Por otra parte, que la organización que se propone beneficiarnos deba financiarse violentando a los mismos beneficiarios, es algo indigno del estado evolutivo que nuestra sociedad pretende en privado, adhiriendo a los civilizados principios de la justicia (“dar a cada cual lo suyo”: lo ganado con tu trabajo, mental o físico, es tuyo) y, precisamente, la no violencia.
Tal vez de lo que se trata, en el fondo, es de determinar si los servicios que el Estado presta a la sociedad no serían mejor prestados (en mayor cantidad y calidad, con más premio al mérito de los que intervienen, con mayor eficiencia socio-ambiental y a menor costo para los usuarios) mediante acuerdos que excluyan toda compulsión en suscripción y pagos. Después de todo, sacando al gobierno y a los delincuentes, el resto de la sociedad obtiene honestamente su dinero, sin excepción, mediante acuerdos libres de cooperación voluntaria.
Tal vez sólo se trata de evitarnos penurias, socios cafishos, sobrecostos y frenos al ingreso artificialmente impuestos.
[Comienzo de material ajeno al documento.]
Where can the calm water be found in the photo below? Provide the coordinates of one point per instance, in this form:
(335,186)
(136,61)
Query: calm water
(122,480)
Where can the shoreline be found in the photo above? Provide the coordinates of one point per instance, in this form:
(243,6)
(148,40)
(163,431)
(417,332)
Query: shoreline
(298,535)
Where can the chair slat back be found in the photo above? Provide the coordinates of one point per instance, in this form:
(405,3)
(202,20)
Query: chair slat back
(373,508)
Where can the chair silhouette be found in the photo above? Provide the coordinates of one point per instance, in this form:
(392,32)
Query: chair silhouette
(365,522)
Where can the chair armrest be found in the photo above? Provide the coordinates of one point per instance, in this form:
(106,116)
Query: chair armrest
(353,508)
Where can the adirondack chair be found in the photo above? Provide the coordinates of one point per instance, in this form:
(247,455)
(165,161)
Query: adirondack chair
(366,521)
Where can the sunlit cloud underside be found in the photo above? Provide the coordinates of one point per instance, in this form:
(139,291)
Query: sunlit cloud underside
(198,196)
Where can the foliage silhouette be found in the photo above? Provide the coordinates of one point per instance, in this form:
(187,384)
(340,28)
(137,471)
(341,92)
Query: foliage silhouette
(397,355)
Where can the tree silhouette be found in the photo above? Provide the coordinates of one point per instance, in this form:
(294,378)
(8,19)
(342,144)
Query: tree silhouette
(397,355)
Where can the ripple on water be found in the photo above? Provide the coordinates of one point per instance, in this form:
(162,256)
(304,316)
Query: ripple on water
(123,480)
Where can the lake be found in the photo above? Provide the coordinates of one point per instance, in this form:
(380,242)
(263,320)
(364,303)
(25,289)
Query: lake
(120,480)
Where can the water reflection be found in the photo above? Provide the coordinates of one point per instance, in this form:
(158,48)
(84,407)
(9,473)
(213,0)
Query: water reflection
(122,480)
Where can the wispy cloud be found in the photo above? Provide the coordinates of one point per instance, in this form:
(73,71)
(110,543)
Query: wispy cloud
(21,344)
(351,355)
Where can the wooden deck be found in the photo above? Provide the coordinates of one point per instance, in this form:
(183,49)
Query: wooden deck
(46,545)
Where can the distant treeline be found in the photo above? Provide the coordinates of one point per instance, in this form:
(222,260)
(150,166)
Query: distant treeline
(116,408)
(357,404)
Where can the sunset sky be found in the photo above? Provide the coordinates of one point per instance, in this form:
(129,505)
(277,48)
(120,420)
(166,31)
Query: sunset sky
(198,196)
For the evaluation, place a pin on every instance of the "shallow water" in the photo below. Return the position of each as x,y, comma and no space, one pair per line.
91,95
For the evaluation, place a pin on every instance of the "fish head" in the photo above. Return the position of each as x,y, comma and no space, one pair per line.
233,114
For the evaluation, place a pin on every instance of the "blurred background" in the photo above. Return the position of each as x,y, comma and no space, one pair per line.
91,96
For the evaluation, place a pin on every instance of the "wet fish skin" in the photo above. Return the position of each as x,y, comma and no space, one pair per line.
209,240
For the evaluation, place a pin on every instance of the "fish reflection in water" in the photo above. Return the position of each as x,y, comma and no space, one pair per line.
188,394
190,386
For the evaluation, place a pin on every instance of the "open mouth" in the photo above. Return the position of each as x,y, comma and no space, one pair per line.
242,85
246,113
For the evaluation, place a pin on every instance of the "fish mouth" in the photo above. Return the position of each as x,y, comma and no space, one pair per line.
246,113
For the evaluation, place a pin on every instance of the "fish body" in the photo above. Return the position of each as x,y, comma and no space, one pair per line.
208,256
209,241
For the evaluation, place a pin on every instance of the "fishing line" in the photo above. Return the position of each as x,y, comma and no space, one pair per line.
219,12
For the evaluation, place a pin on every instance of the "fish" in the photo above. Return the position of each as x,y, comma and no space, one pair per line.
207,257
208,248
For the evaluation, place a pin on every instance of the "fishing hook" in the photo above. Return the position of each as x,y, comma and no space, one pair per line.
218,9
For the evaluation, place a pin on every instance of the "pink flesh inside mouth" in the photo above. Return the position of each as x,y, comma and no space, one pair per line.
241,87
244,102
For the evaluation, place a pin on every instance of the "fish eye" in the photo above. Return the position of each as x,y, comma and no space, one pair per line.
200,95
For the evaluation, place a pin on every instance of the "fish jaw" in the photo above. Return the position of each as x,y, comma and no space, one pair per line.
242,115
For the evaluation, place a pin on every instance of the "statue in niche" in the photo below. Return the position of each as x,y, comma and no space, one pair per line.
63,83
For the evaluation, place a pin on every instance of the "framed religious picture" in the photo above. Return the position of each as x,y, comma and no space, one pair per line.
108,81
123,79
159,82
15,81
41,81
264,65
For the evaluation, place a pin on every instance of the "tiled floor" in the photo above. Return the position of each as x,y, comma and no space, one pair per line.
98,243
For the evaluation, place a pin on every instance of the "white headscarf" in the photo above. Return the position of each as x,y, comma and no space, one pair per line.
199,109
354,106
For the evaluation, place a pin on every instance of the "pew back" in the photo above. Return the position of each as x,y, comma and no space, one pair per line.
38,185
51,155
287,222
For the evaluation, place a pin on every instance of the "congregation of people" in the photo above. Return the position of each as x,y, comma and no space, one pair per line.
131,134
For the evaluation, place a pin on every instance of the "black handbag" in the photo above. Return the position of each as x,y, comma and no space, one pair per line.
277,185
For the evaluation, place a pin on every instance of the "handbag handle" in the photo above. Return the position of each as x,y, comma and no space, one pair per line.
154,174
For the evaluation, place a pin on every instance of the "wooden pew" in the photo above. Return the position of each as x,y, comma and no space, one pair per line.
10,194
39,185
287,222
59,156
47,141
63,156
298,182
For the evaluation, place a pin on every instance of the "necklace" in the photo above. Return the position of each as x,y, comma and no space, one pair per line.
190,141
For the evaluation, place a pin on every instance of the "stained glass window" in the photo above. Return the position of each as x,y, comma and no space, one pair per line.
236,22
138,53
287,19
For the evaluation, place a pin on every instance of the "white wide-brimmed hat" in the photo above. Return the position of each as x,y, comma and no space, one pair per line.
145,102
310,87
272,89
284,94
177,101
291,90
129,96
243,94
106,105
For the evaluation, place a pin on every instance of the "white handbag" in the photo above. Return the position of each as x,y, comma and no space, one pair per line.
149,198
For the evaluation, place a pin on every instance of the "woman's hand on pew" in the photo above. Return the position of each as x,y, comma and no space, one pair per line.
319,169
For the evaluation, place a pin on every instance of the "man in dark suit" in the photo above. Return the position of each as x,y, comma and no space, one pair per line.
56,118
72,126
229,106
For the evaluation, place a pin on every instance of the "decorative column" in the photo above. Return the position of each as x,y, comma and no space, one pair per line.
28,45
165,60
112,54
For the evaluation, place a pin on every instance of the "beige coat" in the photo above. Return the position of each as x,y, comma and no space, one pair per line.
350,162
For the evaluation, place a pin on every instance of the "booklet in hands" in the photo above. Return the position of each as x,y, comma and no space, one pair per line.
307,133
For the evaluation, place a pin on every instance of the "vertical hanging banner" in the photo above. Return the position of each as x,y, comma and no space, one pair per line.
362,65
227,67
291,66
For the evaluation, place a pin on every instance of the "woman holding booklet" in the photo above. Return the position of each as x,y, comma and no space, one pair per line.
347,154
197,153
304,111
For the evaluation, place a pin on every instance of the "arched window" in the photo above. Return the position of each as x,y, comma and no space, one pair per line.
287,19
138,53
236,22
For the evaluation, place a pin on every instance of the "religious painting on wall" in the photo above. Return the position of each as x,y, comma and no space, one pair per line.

Así, se ha dicho que países como nuestra Argentina ofrecen hoy ley y orden a sus ciudadanos de la misma manera socialista en que la Unión Soviética ofrecía alimentos o calzado… y con la misma eficiencia de resultados. Un serio problema conceptual que no se arregla cambiando de monopolista cada cuatro años.
Problema que está, sin dudas y como siempre, en el drama del mercado cautivo: si al supermercado X se le otorga el monopolio de la venta de alimentos, se habrá renunciado al más efectivo control de calidad y precios, por más que se establezcan estatutos, reglamentos, división interna de áreas, incentivos y controles cruzados dentro de esa empresa. Más temprano que tarde, la falta de competencia afectará tanto la calidad y variedad del servicio como los precios al público.
Exactamente lo mismo ocurre con la provisión de ley, orden, salud, educación, defensa, solidaridad, infraestructura vial o lo que sea que la gente necesite tanto como los alimentos. ¿Por qué no habría de ser así? Por cierto existió vida en estas necesidades más allá del monopolio estatal, y con notable satisfacción pública, en distintos momentos de la historia.
¿Cómo es que no resulta posible que la gente organice libremente su infraestructura de seguridad pero, al mismo tiempo, sí resulta posible que organice el complejísimo ingenio estatal que la incluye? Algo no funciona bien en este razonamiento.
Lo que sí está probado a diario es el pésimo funcionamiento del sistema de la agresión, verdadero atavismo cavernario enquistado en la base de la lógica política contemporánea.
Pensando primero en su interés y en el de su grupo de presión (la tribu, arcaica y siempre desconfiada del “diferente”), los políticos acumulan votos tal como se juntan piedras o balas. Se habla de llevar adelante campañas o batallas movilizando aliados y de luchar para imponer nuestra visión a los enemigos del pueblo.
Modos de expresión que no se utilizan en las transacciones voluntarias de mercado porque allí los factores (oferta y demanda) son compatibles y complementarios. Ambos participantes ganan, mientras que en la “competencia” política uno gana lo que el otro pierde en lo inmediato y que ambos acaban perdiendo en el largo plazo, tal como lo demuestran las últimas 7 décadas de nuestra historia.
Resulta entonces muy sugestivo, para terminar aquí, que traten de convencernos de que el monopolio estatal forzado de tantas cosas y sus impuestos son algo natural y consentido, siendo que el más simple sentido común los desmiente. No es algo natural (muy por el contrario, nadie nació para ser esclavo proveedor de otro) ni mucho menos consentido, desde el momento en que no se permite que exista manera “legal y representada” de expresar el no consentimiento.